C’est aujourd’hui que le Sénat devrait voter dans les mêmes termes la proposition de loi « anticasseurs » déjà adoptée par l’Assemblée nationale le 5 février dernier. Hier, Emmanuel Macron a fait savoir par la voix de Benjamin Griveaux qu’il va saisir lui-même le Conseil constitutionnel. Les Sages devront dire si oui ou non la future loi anticasseurs constitue une entrave aux libertés fondamentales.
Cette décision du Président ne fait pas l’unanimité au Sénat, jusque dans les rangs de la majorité LR emmenée par le Bruno Retailleau, qui demandait hier à Emmanuel Macron de « laisser le Parlement travailler sereinement. » « C’est d’abord choquant sur le plan institutionnel car le Président de la République s’ingère dans le processus législatif » souligne ce matin le sénateur LR François Grosdidier qui estime qu’Emmanuel Macron attend la décision du Conseil constitutionnel « pour donner un cap ».
Même son de cloche pour le sénateur LR, François-Noel Buffet, qui estime que « le Président sort une nouvelle fois de son rôle et s’étonne de cette saisine avant même le vote définitif de la loi : « Que les parlementaires demandent une saisine sur ce texte, c’est une idée mais je crains que le Président sorte une nouvelle fois de son rôle. C’est sans doute pour essayer d’anticiper une saisine des gens qui le soutiennent. »
Saisine du conseil constitutionnel : le Président de la République s’ingère dans le processus législatif » souligne le sénateur LR François Grosdidier
« Il a raison car il y a des doutes de constitutionnalité sur ce texte »
Ce sont trois articles du texte qui ont créé des tensions dans les débats du Parlement.
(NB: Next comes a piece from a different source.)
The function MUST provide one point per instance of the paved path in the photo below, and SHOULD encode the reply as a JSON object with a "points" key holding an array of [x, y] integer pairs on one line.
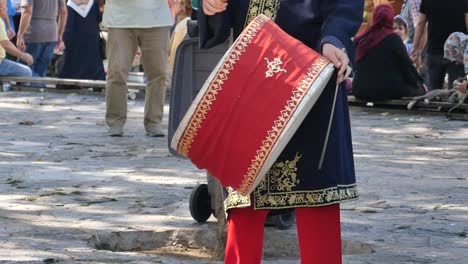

C’est précisément ces trois articles qui sont concernés par la saisine d’Emmanuel Macron : l'article 1 qui autorise les forces de l'ordre à procéder à des fouilles aux abords des manifestations, l'article 2 qui prévoit notamment des interdictions administratives de manifester et l'article 4 qui crée un délit de dissimulation de visage. Les députés ont été plus loin que les sénateurs en matière d’interdiction administrative de manifester. Prévue au cas par cas, et sur périmètre donné, dans le texte initial du Sénat, la version de l’Assemblée permet à un préfet de procéder à cette interdiction sur une durée d’un mois et sur tout le territoire national.
« Je crois qu’il a raison car il y a des doutes de constitutionnalité sur ce texte » affirme ce matin Jérôme Durain, sénateur socialiste et membre de la commission des lois. Il dénonce néanmoins le cheminement législatif de ce texte : « Les LR en font un argument tactique contre le gouvernement, En Marche est très divisé (…) On n’y comprend plus rien. »
Interrogé par le Figaro, le Président de la commission des lois, Philippe Bas affirme que cette saisine est « une excellente décision » « Je m'étais déjà interrogé sur ce texte, car l'Assemblée est allée assez loin, en particulier dans ses ajouts à l'article 2 », poursuit-il. La sénatrice centriste Françoise Gattel voit également d’un bon œil cette saisine car il y a « une fragilité sur les interdictions administratives de manifester. »
Pour la sénatrice LR, Jacqueline Eustache-Brinio, « le Président veut s’assurer que cette loi n’est ni liberticide, ni une loi qui empêche de manifester. » Elle dit espérer « que le Conseil constitutionnel confortera l’idée que nous pouvons manifester en toute liberté. »
Françoise Gattel, sénatrice centristes et Jérôme Durain, sénateur PS, comprennent la saisine du Conseil constitutionnel par Emmanuel Macron
« Ce n’est pas une première mais ça reste extraordinaire »
Si beaucoup s’étonnent de cette saisine, il faut rappeler que François Hollande avait fait la même chose avec la loi renseignement sur le respect de la vie privée. Le constitutionnaliste Jean-Philippe Derosier souligne « qu’habituellement, lorsque le Président saisit, c'est sur des traités internationaux. » Il répond également que les accusations d’ingérence d’Emmanuel Macron dans le travail du Parlement ne sont pas fondées : « Il est dans son rôle de gardien de la Constitution. S’il ne saisit généralement pas, c'est parce qu'il n'y a pas intérêt. »
Cette saisine d’Emmanuel Macron permet à l’exécutif de devancer celles annoncées par les groupes socialiste, insoumis, communiste et le groupe Libertés et territoires à l’Assemblée nationale. « Il veut court-circuiter les parlementaires de son camp qui s'y opposent et réfléchissent à saisir le Conseil constitutionnel » affirme également Jean-Philippe Derosier.